If he attempts to kiss her on the lips she should turn her head
slightly  so that the kiss falls harmlessly on her cheek instead.  If
he attempts to kiss her hand, she should make a fist.  If he lifts her
gown and attempts to kiss her anyplace else she should quickly pull
the gown back in place, spring  from the bed, and announce that
nature calls her to the toilet.  This will generally dampen his
desire to kiss in the forbidden territory.

If the husband attempts to seduce her with lascivious talk, the wise
wife will suddenly remember some trivial non-sexual question to ask
him.  Once he answers she should keep the conversation going, no
matter how frivolous it may seem at the time.

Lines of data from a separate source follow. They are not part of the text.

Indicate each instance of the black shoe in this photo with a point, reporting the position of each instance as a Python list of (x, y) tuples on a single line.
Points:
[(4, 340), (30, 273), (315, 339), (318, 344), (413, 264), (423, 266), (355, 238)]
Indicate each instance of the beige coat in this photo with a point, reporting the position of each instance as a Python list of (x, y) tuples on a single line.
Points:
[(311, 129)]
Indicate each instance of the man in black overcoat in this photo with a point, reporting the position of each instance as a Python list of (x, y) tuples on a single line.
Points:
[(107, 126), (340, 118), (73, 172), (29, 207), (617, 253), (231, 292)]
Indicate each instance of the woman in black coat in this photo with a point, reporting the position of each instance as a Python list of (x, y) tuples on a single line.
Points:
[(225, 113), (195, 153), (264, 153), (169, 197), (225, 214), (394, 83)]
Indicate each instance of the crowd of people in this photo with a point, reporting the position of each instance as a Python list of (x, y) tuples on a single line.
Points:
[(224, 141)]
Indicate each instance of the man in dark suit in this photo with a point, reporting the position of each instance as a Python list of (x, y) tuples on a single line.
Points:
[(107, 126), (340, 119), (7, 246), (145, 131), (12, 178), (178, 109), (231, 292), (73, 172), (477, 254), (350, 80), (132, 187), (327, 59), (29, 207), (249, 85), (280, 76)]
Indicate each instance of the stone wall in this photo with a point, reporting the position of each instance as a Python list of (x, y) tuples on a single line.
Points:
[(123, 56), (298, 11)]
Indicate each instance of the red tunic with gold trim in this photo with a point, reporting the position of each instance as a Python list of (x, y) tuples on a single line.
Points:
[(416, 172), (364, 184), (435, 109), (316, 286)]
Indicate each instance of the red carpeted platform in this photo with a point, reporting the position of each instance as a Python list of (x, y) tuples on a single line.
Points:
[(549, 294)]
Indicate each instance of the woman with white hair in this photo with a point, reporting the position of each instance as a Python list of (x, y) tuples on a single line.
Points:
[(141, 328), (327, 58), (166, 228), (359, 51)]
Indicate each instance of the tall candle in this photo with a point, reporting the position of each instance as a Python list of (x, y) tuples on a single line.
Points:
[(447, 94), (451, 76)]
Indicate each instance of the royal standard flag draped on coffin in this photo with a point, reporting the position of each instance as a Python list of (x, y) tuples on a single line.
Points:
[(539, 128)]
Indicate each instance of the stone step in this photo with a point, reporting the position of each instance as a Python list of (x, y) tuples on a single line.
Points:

Eventually, the husband will learn that if he insists on having
sexual contact, he must get on with it without amorous embellishment.
The wise wife will allow him to pull the gown up no farther than the
waist, and only  permit him to open the front of his pajamas to thus
make connection.

She will be absolutely silent or babble about her housework while his
huffing and puffing away.  Above all, she will lie perfectly still and
never under any circumstances grunt or groan while the act is in
progress.  As soon as the husband has completed the act, the wise
wife will start nagging him about various minor tasks she wishes him
to perform on the morrow.  Many men obtain a major portion of their
sexual satisfaction from the peaceful exhaustion immediately after
the act is over.  Thus the wife must insure  that there is no peace
in this period for him to enjoy.  Otherwise, he might be encouraged
to soon try for more.

One heartening factor for which the wife can be grateful is the fact
that the husband's home, school, church, and social environment have
been working together all through his life to instill in him a deep
sense of guilt in regards to his sexual feelings, so that he comes to
the marriage couch apologetically and filled with shame, already half
cowed and subdued.  The wise wife seizes upon this advantage and
relentlessly pursues her goal first to limit, later to annihilate
completely her husband's desire for sexual expression.